Gan's concerns echoed a call from Premier Wen Jiabao for efforts to be made to battle corruption in the procedures that oversee land-use approvals and land seizure.

Xu Shaoshi, the minister of land and resources, said in March "the system overseeing land and resources has become a realm in which corruption occurs easily and frequently".

According to the State Land Inspection Report released by the ministry on Tuesday, supervisors and law enforcement officers discovered 34,200 cases in 2010 that involved the misuse of almost 50,000 hectares.

The report looked at the use of 132,000 hectares of land in 77 cities between 2007 and 2009.

Official figures from the ministry suggest 7,644 officials suspected of illegally allocating land in exchange for bribes or other favors received Party disciplinary and administrative punishments and another 968 were forwarded for legal proceedings.

The report not only underscored the need to fight corruption but highlighted the fact that some land, once illegally seized, is lost forever.
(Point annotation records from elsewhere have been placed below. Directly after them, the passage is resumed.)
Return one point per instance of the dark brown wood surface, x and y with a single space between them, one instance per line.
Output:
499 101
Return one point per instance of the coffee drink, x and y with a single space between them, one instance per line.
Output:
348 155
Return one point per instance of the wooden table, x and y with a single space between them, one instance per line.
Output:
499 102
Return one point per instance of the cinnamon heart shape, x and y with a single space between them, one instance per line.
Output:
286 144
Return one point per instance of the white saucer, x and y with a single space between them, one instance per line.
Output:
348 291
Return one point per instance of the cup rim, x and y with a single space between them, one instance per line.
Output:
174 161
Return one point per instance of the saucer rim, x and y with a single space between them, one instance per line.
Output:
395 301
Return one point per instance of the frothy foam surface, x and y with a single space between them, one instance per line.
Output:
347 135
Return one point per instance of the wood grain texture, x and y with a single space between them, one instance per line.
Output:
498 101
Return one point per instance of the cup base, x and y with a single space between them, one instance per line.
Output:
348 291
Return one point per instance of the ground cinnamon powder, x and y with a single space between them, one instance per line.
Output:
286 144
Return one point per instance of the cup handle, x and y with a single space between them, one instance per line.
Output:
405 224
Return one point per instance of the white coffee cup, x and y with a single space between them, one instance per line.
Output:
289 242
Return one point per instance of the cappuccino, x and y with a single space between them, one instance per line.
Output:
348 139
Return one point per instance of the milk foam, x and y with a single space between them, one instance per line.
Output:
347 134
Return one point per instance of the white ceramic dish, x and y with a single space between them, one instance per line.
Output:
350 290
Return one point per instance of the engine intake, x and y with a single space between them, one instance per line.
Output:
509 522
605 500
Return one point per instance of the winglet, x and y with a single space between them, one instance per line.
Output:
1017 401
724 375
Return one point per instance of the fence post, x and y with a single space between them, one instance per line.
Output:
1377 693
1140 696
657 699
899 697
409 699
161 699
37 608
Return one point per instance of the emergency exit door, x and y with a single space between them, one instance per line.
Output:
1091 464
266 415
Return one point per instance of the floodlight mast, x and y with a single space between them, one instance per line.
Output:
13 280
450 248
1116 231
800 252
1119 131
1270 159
For instance, unauthorized highways cannot be confiscated or demolished after they are completed, Gan said.

"We have been beset with this issue for years and are yet to find a solution," he said.

The report cited State- and provincial-level major projects that had illegally seized 22,000 hectares of land - 45 percent of the total amount of misused land. The misappropriated land included 10,000 hectares that had previously been arable land.

Much of that land - 46 percent of the total - was used to build transportation infrastructure, such as roads and railways.

Gan said his ministry is working with other ministries in the hope of establishing a legal and regulatory framework to strengthen scrutiny in the application and approval procedures for land use.

China recovered 18.6 billion yuan ($2.8 billion) from illegal land-use practices in 2010, he said.

The recovered money included 4 billion yuan from fines, 13.2 billion yuan in land transfer revenue, 500 million yuan in royalties for new construction sites and 840 million yuan in land reclamation fees, he explained.

The government also restored about 4,160 hectares of land and made it available again for cultivation as well as added another 3,130 hectares of available farmland and reactivated 3,700 hectares of idle farmland that had remained unused after a project was approved, Gan added.

He stressed that China will strive to defend its guaranteed "red line" of 120 million hectares of available farmland during the period of the 12th Five-Year Plan (2011-2015) while focusing on improving the quality of farmed land.

Gan added that the country will work to protect the 104 million hectares of primary farmland that are currently in use, explaining that this land is the best quality and therefore the most suitable for grain production.